The news that Arctic Monkeys had covered Untitled wasn’t a surprise for Fretwell. He had found out a week before through his exasperated manager, who also represents the Sheffield band and had stuck with Fretwell throughout his dormant years. “He called me up and said: ‘What the hell are you doing, Stephen? Are you ever going to do some music again? Alex recorded one of your songs, imagine how many songs he could have chosen from on the planet?’”
Finally, something was sparked. Fretwell put his plans for a law degree to one side and got back in touch with his younger self, the the driven lad from Scunthorpe who had a knack for turning mundane, everyday tales into delicate ballads. The sardonically titled Busy Guy is a beautifully stripped-down acoustic record that recaptures what made him special in the first place, now with added mid-life poignancy. It underlines his appeal to indie rock frontmen with a taste for poetic turns of phrase. As well as Alex Turner, for whom he has played bass in the Last Shadow Puppets, Fretwell also has devoted fans in Courteeners’ Liam Fray and Elbow’s Guy Garvey. James Corden was so enamoured with his music that he used one of his songs, Run, over the closing credits of Gavin & Stacey.

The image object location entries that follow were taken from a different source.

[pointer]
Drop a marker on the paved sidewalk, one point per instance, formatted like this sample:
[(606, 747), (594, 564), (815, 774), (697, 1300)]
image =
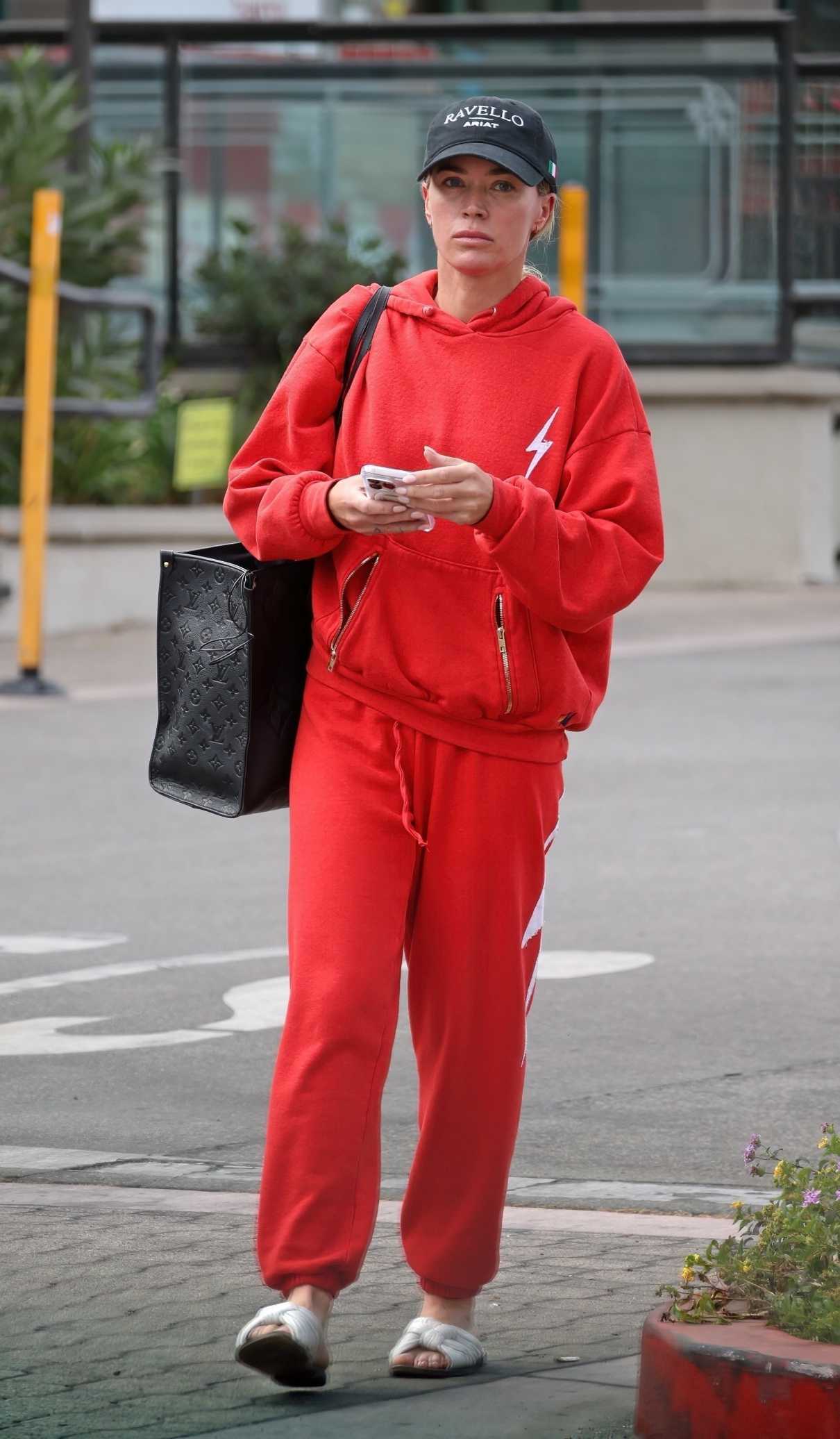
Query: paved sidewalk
[(120, 1322), (117, 663)]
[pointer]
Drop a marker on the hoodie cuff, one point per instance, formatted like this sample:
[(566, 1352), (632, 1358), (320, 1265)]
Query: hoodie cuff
[(504, 511), (314, 510)]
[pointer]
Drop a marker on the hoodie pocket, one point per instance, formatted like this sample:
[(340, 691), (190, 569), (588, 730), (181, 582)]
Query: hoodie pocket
[(439, 632)]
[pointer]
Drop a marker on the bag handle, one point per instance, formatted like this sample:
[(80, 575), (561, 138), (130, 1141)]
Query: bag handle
[(360, 343)]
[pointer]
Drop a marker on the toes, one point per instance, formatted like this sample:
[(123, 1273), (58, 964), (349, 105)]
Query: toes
[(423, 1359)]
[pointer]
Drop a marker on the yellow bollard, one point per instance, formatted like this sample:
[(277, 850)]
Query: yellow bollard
[(37, 426), (573, 244)]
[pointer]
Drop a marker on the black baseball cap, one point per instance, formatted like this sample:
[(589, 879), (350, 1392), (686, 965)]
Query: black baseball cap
[(503, 130)]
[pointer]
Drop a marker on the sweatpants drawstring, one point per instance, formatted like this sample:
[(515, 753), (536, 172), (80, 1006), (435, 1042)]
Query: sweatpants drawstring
[(408, 815)]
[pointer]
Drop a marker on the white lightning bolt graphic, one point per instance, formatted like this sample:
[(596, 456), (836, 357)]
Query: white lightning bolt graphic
[(540, 445)]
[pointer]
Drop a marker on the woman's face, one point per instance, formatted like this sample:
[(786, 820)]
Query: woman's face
[(482, 216)]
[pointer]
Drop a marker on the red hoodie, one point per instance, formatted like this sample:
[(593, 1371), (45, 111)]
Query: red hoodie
[(494, 636)]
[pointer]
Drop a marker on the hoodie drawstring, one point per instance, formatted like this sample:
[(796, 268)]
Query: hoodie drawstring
[(408, 815)]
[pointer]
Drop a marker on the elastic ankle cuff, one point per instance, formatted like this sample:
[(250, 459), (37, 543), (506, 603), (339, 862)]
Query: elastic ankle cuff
[(318, 1281), (446, 1291)]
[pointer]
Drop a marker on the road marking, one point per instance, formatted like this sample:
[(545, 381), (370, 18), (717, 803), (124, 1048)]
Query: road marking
[(44, 1036), (258, 1005), (622, 649), (56, 943), (576, 965), (206, 1202), (126, 967), (261, 1005), (16, 1158)]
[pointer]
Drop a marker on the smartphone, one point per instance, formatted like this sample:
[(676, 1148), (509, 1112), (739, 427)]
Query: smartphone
[(382, 483)]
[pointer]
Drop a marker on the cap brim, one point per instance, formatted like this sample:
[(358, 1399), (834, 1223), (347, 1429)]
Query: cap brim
[(504, 157)]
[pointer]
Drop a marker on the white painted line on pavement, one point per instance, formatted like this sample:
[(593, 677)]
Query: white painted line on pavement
[(622, 649), (25, 1158), (203, 1202), (255, 1006), (56, 943), (126, 967), (577, 965)]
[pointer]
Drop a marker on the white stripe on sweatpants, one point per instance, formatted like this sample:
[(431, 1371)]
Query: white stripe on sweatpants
[(531, 929)]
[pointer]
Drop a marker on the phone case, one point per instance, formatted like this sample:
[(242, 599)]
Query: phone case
[(380, 478)]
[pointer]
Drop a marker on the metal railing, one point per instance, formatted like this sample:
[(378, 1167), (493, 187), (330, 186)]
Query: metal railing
[(348, 52), (138, 406)]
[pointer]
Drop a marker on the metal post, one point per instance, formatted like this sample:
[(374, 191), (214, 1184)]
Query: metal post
[(83, 65), (37, 436), (573, 244), (787, 104), (173, 189)]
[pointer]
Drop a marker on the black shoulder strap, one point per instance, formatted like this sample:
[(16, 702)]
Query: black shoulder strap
[(360, 343)]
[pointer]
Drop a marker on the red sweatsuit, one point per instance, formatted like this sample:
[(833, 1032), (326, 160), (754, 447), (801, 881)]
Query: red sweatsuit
[(445, 672)]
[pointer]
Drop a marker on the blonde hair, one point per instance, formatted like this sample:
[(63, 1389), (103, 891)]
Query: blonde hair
[(547, 232)]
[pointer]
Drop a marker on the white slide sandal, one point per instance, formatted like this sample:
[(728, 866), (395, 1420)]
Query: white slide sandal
[(288, 1359), (462, 1350)]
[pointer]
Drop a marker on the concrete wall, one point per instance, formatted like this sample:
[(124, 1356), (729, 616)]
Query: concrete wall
[(750, 469)]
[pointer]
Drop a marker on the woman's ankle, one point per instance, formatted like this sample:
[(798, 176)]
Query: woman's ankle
[(449, 1311), (312, 1298)]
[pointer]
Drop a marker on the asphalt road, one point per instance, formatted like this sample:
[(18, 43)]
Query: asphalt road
[(699, 826)]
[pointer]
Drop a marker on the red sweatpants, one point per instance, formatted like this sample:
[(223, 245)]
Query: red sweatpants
[(402, 842)]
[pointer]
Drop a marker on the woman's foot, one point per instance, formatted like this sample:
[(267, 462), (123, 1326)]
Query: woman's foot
[(446, 1311), (311, 1298)]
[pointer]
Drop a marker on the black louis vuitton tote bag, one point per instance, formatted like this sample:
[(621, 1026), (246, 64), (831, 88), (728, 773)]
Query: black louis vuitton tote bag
[(233, 638)]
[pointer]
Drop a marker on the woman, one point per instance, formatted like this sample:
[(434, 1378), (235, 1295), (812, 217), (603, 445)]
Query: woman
[(446, 669)]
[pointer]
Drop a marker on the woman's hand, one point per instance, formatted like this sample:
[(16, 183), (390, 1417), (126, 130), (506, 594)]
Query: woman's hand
[(351, 508), (453, 488)]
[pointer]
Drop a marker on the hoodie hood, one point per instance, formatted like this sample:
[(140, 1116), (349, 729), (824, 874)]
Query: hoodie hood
[(530, 306)]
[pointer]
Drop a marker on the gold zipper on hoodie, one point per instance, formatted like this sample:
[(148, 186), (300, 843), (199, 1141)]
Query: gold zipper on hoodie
[(503, 641), (346, 622)]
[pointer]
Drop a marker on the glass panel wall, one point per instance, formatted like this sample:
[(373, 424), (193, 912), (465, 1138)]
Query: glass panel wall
[(676, 142)]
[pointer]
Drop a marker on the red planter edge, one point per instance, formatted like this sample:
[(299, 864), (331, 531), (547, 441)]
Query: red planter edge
[(740, 1381)]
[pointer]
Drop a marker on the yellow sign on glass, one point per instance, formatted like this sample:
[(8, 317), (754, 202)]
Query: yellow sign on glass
[(203, 444)]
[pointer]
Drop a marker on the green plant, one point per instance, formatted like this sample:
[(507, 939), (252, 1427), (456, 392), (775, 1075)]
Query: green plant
[(101, 242), (784, 1264), (265, 301)]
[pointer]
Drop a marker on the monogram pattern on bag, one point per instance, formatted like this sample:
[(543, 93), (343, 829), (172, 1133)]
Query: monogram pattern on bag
[(202, 681)]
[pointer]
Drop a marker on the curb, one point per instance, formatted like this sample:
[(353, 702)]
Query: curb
[(735, 1382)]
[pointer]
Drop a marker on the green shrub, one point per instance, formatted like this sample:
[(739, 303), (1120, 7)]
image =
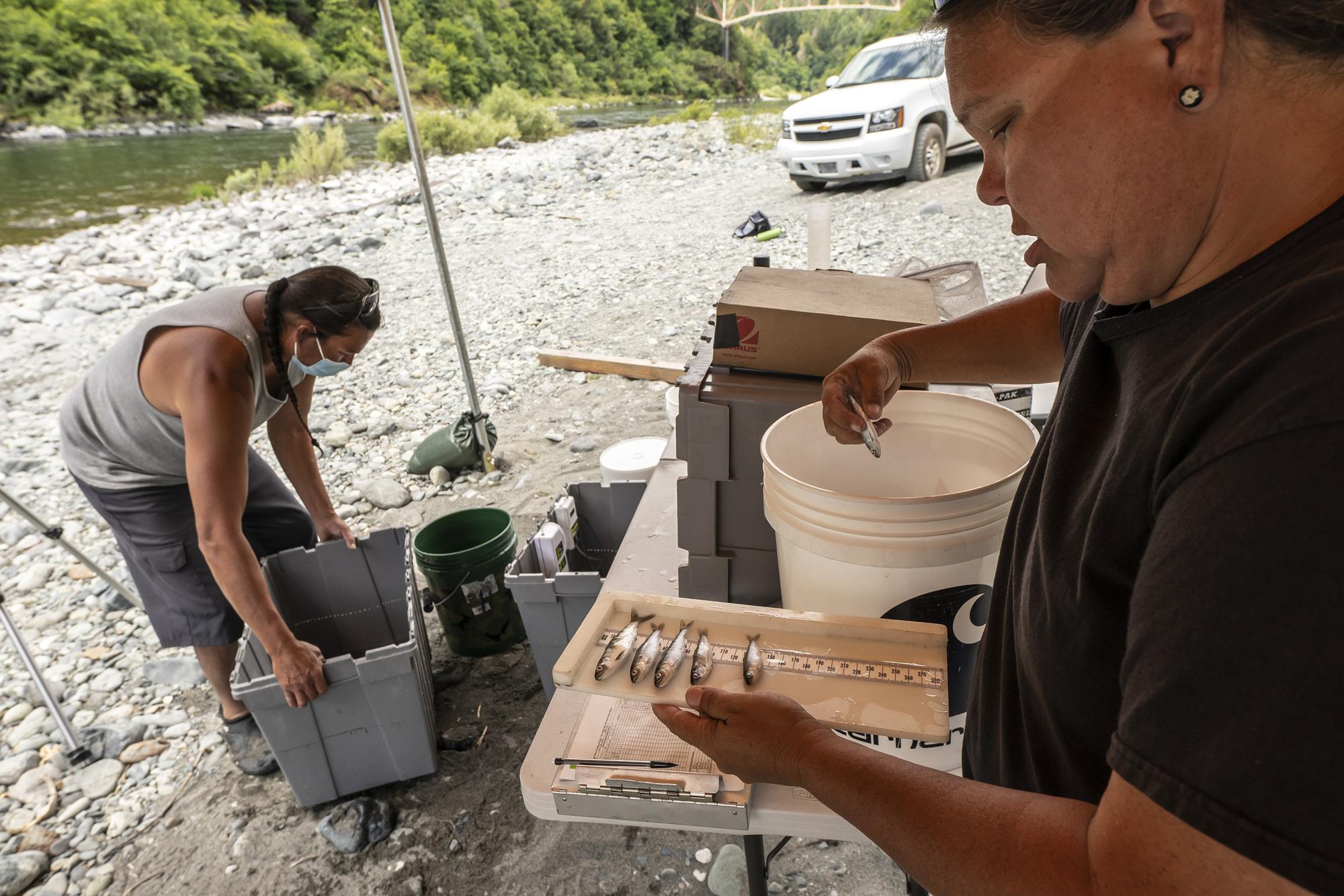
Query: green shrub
[(752, 131), (534, 120), (698, 111), (315, 156), (249, 179), (392, 144), (62, 114), (446, 134)]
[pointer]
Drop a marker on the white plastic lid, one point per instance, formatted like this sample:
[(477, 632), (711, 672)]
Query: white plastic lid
[(632, 459)]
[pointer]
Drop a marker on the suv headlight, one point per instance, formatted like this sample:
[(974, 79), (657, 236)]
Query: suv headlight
[(888, 119)]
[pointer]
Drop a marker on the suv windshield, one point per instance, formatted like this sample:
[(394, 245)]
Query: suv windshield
[(923, 60)]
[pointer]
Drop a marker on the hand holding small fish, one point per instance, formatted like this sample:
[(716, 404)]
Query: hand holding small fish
[(872, 377), (761, 738)]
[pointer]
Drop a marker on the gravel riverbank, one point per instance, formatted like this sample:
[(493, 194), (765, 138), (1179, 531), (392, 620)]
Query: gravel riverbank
[(614, 242)]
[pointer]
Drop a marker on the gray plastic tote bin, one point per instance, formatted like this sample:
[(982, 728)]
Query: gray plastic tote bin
[(553, 609), (376, 723)]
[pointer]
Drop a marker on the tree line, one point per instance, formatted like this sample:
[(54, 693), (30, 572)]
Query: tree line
[(84, 62)]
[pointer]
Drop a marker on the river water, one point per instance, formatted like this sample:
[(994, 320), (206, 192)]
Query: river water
[(45, 183)]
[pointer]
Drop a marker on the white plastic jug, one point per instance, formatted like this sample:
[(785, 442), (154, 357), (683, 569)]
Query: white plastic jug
[(913, 535)]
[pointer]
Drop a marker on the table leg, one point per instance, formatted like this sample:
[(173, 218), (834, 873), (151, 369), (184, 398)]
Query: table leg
[(755, 847)]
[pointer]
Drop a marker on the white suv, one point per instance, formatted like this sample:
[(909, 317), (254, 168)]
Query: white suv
[(888, 115)]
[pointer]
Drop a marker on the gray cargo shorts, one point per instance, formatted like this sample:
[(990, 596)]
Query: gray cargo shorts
[(157, 531)]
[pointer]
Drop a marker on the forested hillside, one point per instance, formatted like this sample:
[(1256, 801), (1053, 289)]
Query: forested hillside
[(84, 62)]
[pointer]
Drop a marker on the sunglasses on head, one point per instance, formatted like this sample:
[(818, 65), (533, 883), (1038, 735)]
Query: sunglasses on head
[(370, 303)]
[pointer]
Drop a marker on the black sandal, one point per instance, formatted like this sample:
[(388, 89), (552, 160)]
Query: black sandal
[(248, 746)]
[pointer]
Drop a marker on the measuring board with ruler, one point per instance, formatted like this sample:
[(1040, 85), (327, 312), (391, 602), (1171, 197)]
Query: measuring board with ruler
[(811, 664)]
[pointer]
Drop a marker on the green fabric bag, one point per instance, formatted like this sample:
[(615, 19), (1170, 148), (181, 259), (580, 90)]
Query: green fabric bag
[(454, 448)]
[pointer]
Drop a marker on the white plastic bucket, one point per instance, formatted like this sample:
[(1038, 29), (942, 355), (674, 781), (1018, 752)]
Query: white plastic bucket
[(913, 535), (632, 460)]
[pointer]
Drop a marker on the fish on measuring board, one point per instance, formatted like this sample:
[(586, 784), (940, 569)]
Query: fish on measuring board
[(704, 660), (647, 655), (620, 647), (673, 658), (752, 666)]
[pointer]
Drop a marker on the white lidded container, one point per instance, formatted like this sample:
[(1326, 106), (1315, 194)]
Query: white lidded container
[(673, 404), (632, 460), (912, 535)]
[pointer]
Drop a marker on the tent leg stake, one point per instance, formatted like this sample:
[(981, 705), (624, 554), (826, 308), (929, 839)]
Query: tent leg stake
[(54, 534), (404, 96), (76, 753)]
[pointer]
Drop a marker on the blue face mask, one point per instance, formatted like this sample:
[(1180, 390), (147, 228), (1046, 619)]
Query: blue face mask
[(325, 367)]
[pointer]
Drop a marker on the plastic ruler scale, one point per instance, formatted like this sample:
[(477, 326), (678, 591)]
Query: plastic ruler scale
[(811, 664)]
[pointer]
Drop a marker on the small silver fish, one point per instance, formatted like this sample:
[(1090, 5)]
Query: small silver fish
[(752, 666), (673, 658), (647, 655), (620, 647), (704, 660)]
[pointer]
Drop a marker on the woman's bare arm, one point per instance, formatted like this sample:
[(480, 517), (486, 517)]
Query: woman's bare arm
[(1011, 342)]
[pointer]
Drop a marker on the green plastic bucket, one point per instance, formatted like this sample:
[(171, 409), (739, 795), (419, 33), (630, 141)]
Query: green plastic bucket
[(463, 557)]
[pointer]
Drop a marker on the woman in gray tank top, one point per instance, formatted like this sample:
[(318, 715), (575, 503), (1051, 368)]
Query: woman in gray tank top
[(157, 437)]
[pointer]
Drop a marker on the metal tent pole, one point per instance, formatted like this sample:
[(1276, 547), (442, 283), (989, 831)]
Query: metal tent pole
[(404, 96), (54, 533), (76, 753)]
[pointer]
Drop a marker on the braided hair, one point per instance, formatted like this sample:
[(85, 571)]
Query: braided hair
[(330, 298)]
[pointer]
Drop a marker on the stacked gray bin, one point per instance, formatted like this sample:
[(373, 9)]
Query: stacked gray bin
[(722, 414), (376, 723), (553, 608)]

Fretwell’s artistic re-emergence has come at a price, however. “I realised I was gonna have to take a leap that would probably cost me my marriage,” he says. “And it did. I knew that if I was going to go hell for leather to make an album that would end up being good enough, it wasn’t going to happen overnight and I knew my wife would not be able to handle the uncertainty of whether it was going to come off or not.”
At a couples therapy session, his perceived foolishness was laid down for him by a marriage counsellor. “The therapist said: ‘This relationship is over. You say you’re going to become a musician, at your age, when you’ve not done it in all this time!’ My wife was clearly terrified about who she’d married, like: ‘Is this guy insane?’”
The therapist suggested Fretwell live in London on weekdays to write music and return to his wife at weekends. He moved into a flat-share in Highgate but, as the songs for Busy Guy came flooding out, the couple’s marriage crumbled under the strain. “I always knew I would be better off putting all my efforts into the kids than attempting to provide financially,” Fretwell says, his voice tailing off. “It was a really hard thing for my wife to go through. I suppose it looked, understandably, to her, that all of a sudden, I just decided that I’d ponce off to a music studio all day. We’ve not got any money. So I’d be going home and say, you know, ‘I’ve been offered a publishing deal for 20 grand, but my manager says I shouldn’t take it’. You know, the stresses that that puts on a family.”
We finish our drinks and Fretwell says he fancies a stroll in the sun and will walk me to the tube station. I ask what his ex-wife thinks of the record. “I think some part of me imagined that she’d hear it and go: ‘Come here, you silly sod!’” But that didn’t happen. She wants it to be a success, he says, but more so that he can help provide for the kids. “It was stupid … a lot of it was very, very stupid of me.” We part, and Fretwell wanders off into the balmy early evening, a singer-songwriter again.